You accurately restate the 2 main issues - as I mentioned above, California.Nor do I, but I'm pretty sure removing 15-20% of the biomass of forage fish right before they spawn is not a great thing for the ecosystem, particularly for those organisms that depend on the eggs and larvae to grow and survive. They do not remove them uniformly, they are hit hard in certain areas, and since herring are local populations they can be wiped out in one area but still be abundant in others. Howe sound populations are only now beginning to rebound after being wiped out decades ago.
The 15-20% removal comment gets into the debate about precautionary triggers on TAC as benchmarked by DFO using Limit Reference Points. The suitability of using Limit Reference Points is entirely related to the accuracy of the biomass estimates - which is under debate also for 2 reasons: 1/ methodology (field AND office), and 2/ assumptions (esp. Q and priors) when extrapolating those field data into a biomass estimate. Both have issues, also.
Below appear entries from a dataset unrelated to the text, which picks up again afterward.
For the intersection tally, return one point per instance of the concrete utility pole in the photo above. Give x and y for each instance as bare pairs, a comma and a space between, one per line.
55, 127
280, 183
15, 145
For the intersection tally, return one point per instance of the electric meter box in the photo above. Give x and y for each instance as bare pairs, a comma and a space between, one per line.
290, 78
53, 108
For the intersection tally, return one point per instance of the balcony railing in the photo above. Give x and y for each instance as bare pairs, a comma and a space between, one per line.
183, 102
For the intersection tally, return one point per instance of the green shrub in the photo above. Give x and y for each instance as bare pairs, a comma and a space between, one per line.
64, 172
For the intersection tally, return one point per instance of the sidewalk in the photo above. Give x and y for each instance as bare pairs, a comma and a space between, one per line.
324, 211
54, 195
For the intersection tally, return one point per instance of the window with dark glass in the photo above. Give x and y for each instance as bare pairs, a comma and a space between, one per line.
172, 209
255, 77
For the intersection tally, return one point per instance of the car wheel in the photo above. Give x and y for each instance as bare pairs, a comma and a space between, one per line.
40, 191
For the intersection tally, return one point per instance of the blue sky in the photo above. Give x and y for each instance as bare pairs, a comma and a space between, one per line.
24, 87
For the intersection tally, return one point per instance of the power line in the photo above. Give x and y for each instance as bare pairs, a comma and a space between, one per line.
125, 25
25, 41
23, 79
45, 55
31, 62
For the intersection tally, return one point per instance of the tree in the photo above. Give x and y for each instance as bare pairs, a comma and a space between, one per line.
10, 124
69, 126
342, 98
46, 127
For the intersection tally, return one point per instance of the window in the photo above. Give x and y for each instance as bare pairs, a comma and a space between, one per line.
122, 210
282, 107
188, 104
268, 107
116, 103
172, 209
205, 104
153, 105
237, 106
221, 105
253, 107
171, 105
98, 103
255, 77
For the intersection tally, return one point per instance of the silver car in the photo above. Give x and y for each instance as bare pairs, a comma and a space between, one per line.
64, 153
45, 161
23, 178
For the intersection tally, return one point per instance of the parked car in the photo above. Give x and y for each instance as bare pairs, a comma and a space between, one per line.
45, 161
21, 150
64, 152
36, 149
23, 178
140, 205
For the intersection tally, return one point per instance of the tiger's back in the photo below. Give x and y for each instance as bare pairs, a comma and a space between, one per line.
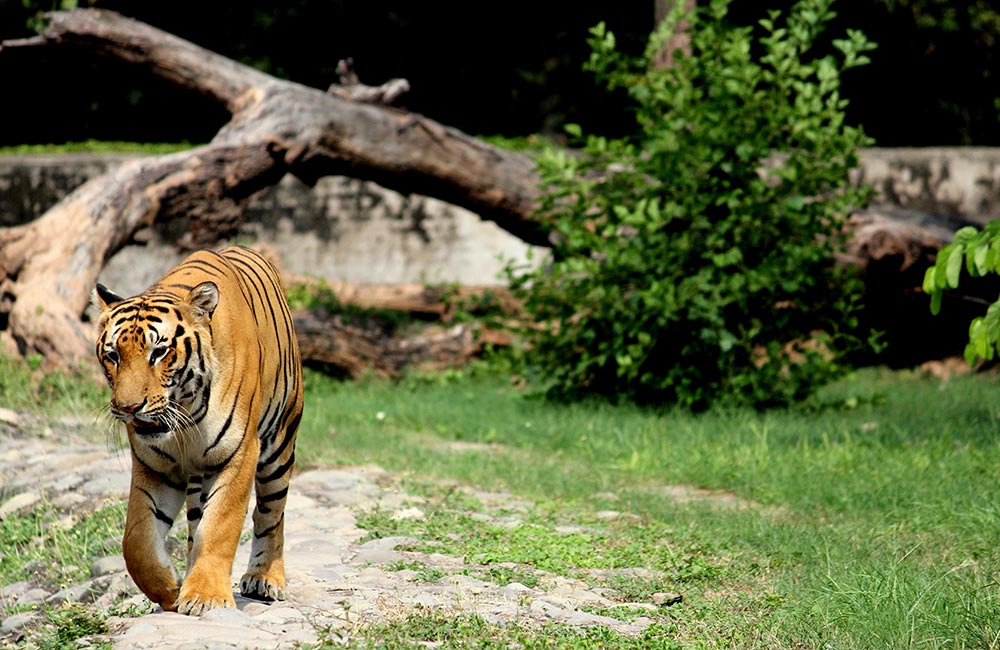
205, 372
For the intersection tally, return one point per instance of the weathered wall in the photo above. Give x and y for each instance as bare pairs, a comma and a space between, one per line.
350, 230
341, 229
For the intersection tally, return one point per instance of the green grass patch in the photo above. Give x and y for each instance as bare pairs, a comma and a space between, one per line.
25, 387
451, 632
864, 518
55, 549
67, 626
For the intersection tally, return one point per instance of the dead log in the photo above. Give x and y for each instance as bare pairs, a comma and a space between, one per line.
351, 351
47, 267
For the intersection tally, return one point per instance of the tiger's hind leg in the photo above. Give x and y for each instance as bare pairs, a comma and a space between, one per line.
265, 576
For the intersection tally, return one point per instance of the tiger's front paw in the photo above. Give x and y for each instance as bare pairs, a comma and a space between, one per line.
194, 602
262, 586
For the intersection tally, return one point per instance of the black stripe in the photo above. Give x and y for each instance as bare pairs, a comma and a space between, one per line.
159, 514
284, 444
162, 478
278, 473
265, 533
227, 423
268, 498
162, 454
215, 468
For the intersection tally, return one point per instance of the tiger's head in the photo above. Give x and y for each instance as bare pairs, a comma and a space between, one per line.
155, 350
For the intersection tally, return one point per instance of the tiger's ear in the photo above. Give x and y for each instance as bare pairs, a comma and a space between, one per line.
103, 298
204, 299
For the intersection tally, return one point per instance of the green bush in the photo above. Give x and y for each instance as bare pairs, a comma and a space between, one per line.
978, 252
695, 260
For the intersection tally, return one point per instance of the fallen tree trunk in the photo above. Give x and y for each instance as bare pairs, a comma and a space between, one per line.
351, 351
48, 267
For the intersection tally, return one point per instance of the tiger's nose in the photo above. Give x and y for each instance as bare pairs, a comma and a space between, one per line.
131, 409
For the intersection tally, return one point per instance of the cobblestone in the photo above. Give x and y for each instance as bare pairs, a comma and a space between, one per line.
337, 583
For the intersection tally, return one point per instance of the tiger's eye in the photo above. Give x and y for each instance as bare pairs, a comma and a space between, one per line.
158, 353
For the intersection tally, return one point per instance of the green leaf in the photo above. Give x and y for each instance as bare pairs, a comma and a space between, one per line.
954, 267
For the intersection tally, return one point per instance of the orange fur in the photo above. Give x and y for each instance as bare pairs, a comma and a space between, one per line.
205, 373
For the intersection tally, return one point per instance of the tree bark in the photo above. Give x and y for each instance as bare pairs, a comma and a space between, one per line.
48, 267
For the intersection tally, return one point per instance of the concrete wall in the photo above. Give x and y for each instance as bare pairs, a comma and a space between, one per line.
356, 231
341, 229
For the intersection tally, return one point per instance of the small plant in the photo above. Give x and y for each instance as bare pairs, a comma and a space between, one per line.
67, 626
978, 252
695, 260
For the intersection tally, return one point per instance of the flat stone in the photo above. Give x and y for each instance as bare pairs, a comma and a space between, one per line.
227, 616
32, 597
107, 565
80, 593
19, 502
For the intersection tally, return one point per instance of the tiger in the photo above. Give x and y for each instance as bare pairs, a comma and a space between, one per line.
205, 373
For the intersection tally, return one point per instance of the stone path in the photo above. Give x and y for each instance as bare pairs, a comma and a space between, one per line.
337, 583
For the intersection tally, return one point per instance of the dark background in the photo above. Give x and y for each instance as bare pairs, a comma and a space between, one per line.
511, 68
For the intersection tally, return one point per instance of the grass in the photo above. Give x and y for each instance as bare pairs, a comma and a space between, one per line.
451, 632
864, 518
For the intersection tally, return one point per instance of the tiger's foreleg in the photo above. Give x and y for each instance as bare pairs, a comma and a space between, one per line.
152, 506
224, 501
265, 576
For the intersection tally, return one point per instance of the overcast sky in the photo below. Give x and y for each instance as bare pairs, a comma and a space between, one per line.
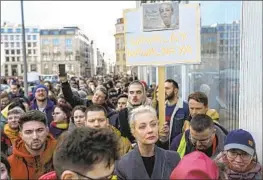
96, 18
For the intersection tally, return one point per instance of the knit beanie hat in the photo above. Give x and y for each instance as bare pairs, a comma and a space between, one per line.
240, 139
195, 165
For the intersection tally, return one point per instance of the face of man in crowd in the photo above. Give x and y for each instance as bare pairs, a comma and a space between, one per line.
99, 98
136, 95
96, 119
122, 102
41, 94
166, 12
34, 134
196, 107
202, 140
79, 118
146, 128
238, 160
47, 85
13, 121
170, 91
14, 89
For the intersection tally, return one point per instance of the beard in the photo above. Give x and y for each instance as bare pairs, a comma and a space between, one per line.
41, 99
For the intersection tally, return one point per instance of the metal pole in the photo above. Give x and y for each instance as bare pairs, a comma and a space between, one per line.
24, 50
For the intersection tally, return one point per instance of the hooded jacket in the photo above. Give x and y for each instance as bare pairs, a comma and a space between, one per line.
125, 144
254, 170
48, 110
122, 121
195, 165
25, 166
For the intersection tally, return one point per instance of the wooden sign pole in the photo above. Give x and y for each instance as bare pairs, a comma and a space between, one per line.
161, 96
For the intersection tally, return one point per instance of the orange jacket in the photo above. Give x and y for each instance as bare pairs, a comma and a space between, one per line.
25, 166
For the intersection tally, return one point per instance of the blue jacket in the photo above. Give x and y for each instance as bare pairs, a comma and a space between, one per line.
48, 110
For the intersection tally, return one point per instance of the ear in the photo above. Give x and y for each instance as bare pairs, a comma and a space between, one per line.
68, 175
21, 134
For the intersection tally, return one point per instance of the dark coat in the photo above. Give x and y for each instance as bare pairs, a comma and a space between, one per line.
131, 165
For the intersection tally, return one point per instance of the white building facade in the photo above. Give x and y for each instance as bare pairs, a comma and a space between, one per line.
11, 37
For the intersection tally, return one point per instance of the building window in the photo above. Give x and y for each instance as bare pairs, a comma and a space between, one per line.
44, 32
117, 57
9, 30
55, 42
45, 42
34, 37
18, 30
124, 57
68, 42
33, 67
35, 30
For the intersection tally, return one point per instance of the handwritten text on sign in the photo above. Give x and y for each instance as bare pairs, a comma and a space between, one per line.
166, 47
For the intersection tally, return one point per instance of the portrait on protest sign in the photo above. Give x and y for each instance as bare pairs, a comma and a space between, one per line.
160, 16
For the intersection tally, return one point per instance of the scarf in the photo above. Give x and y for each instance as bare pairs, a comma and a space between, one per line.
145, 100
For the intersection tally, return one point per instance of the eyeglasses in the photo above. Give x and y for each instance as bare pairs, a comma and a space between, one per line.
201, 141
232, 154
108, 177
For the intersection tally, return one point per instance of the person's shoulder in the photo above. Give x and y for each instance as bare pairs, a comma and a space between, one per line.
126, 159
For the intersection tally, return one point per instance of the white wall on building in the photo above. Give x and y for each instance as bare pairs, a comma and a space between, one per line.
250, 104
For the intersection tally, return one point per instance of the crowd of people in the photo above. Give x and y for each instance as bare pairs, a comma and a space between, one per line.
108, 128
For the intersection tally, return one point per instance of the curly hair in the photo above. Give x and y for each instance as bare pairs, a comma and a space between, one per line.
83, 147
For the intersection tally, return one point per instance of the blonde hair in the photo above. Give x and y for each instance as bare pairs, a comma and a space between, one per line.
139, 110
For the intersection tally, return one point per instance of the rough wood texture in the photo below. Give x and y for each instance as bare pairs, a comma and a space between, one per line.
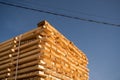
42, 54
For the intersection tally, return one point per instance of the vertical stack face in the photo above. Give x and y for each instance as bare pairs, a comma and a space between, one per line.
42, 54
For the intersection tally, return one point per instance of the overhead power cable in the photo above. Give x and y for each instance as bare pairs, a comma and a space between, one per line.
58, 14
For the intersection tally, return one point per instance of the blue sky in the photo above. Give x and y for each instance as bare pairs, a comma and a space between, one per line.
101, 43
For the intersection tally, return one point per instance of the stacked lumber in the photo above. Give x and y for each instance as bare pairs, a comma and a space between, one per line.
42, 54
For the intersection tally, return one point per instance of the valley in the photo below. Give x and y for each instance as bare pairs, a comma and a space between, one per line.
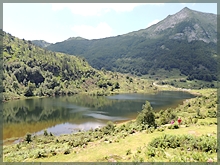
99, 95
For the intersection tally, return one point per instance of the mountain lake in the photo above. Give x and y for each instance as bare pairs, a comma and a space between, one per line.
69, 114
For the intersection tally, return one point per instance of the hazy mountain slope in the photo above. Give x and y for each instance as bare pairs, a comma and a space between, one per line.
29, 70
185, 40
41, 43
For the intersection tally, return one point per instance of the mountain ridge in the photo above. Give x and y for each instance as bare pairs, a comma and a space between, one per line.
179, 41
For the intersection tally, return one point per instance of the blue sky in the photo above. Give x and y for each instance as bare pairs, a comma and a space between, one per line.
57, 22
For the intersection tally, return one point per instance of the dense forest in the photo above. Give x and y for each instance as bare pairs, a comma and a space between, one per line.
29, 70
189, 46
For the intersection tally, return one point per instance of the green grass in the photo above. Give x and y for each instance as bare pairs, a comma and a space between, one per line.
97, 151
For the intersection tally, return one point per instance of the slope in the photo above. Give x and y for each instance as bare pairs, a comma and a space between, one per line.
29, 71
185, 41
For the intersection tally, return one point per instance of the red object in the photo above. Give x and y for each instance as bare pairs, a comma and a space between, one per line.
179, 120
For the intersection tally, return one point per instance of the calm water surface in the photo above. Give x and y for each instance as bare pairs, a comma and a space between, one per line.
61, 115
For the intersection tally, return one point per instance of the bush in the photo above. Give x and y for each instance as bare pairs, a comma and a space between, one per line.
146, 116
28, 138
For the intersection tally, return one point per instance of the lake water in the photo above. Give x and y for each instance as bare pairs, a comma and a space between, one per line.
68, 114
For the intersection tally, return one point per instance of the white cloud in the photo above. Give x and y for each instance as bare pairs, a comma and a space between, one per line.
102, 30
90, 9
152, 22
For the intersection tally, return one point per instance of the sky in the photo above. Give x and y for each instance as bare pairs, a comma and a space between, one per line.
56, 22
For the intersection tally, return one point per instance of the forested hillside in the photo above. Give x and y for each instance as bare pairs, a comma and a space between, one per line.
29, 70
184, 41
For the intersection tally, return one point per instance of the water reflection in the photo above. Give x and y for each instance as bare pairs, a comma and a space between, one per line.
64, 114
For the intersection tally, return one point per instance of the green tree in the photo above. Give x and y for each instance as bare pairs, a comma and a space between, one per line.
147, 115
29, 90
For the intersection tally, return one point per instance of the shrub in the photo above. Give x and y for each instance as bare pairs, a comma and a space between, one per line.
28, 138
128, 152
146, 116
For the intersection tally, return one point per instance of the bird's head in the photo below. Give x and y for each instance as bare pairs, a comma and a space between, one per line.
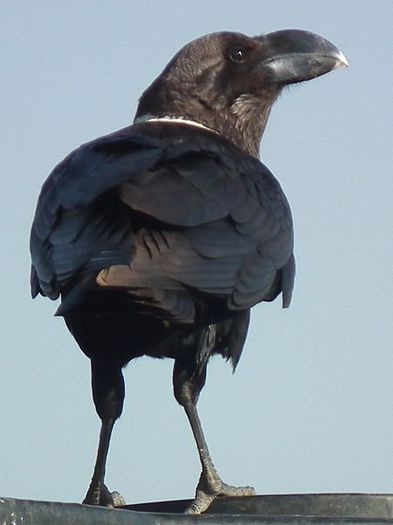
228, 82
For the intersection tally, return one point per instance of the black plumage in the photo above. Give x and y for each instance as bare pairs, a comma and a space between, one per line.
160, 237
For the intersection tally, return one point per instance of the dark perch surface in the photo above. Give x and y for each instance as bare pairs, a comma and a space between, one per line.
296, 509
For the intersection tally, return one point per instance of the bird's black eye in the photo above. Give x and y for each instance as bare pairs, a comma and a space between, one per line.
237, 54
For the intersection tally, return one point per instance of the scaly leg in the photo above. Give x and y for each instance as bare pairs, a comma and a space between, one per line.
210, 486
108, 395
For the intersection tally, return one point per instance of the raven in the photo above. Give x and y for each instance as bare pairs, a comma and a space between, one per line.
161, 236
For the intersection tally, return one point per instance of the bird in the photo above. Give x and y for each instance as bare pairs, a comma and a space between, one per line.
160, 237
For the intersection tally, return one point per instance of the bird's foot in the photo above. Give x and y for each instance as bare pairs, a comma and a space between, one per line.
98, 494
211, 487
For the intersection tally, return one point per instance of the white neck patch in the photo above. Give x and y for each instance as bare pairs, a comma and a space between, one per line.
177, 120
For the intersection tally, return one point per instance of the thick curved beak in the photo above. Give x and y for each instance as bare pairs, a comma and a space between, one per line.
293, 56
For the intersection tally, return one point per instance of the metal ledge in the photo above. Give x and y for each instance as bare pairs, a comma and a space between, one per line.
296, 509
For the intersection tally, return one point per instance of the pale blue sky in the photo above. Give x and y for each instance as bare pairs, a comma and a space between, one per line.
310, 407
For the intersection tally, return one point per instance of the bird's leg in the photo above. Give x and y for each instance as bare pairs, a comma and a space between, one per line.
210, 484
108, 395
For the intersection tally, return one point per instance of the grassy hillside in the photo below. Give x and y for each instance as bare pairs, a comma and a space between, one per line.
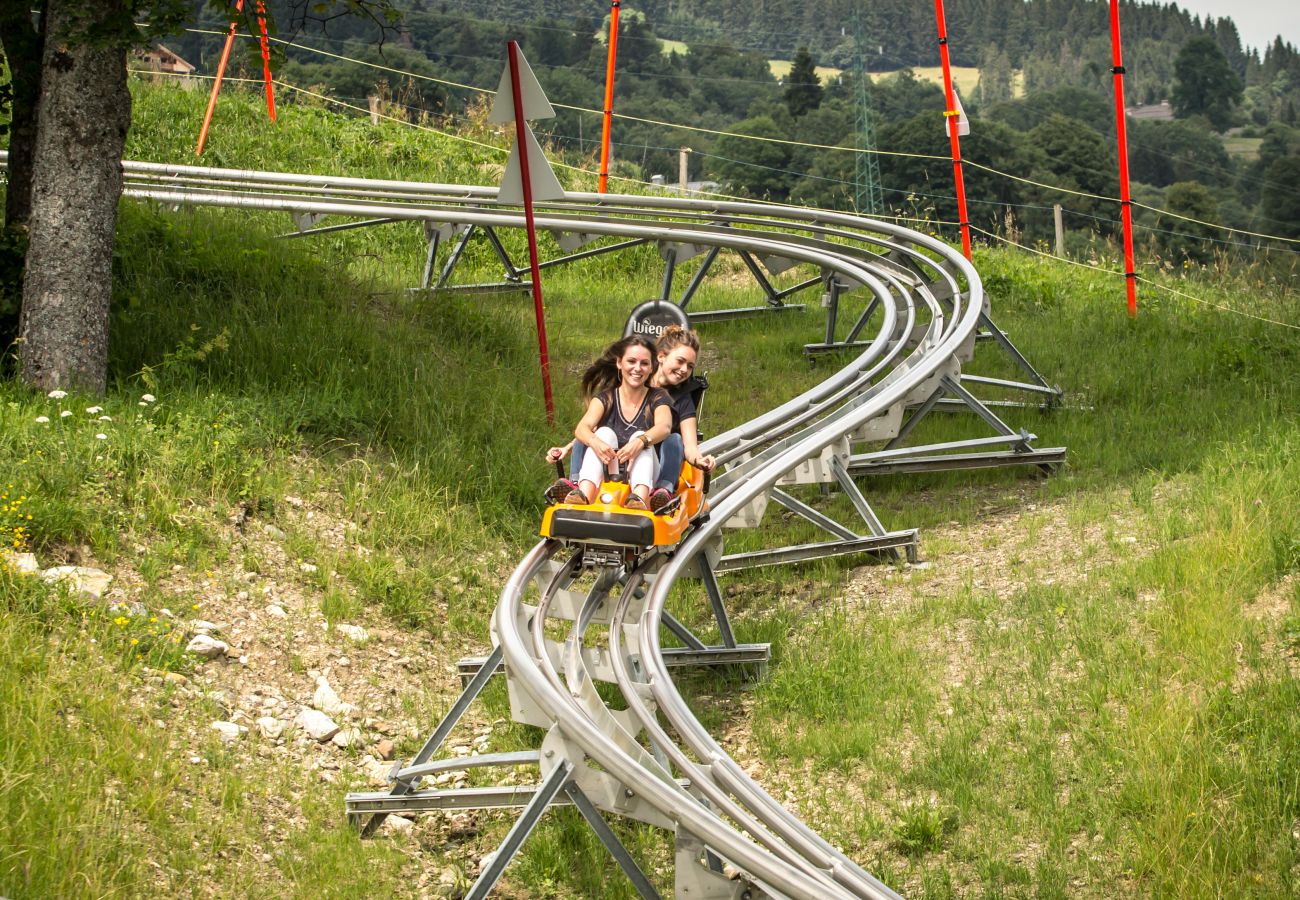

The comments around areas and impacts gets into the discussion around subpopulations (metapopulations) and management actions being detailed and specific and fine enough to conserve local populations verses broad-scale population dynamics. Again - much debate here wrt the ability of DFO to be able to discriminate and manage metapopulations.
I certainly wouldn't disagree w your comments - as there is an unfortunate history of DFO going through a learning curve wrt herring management.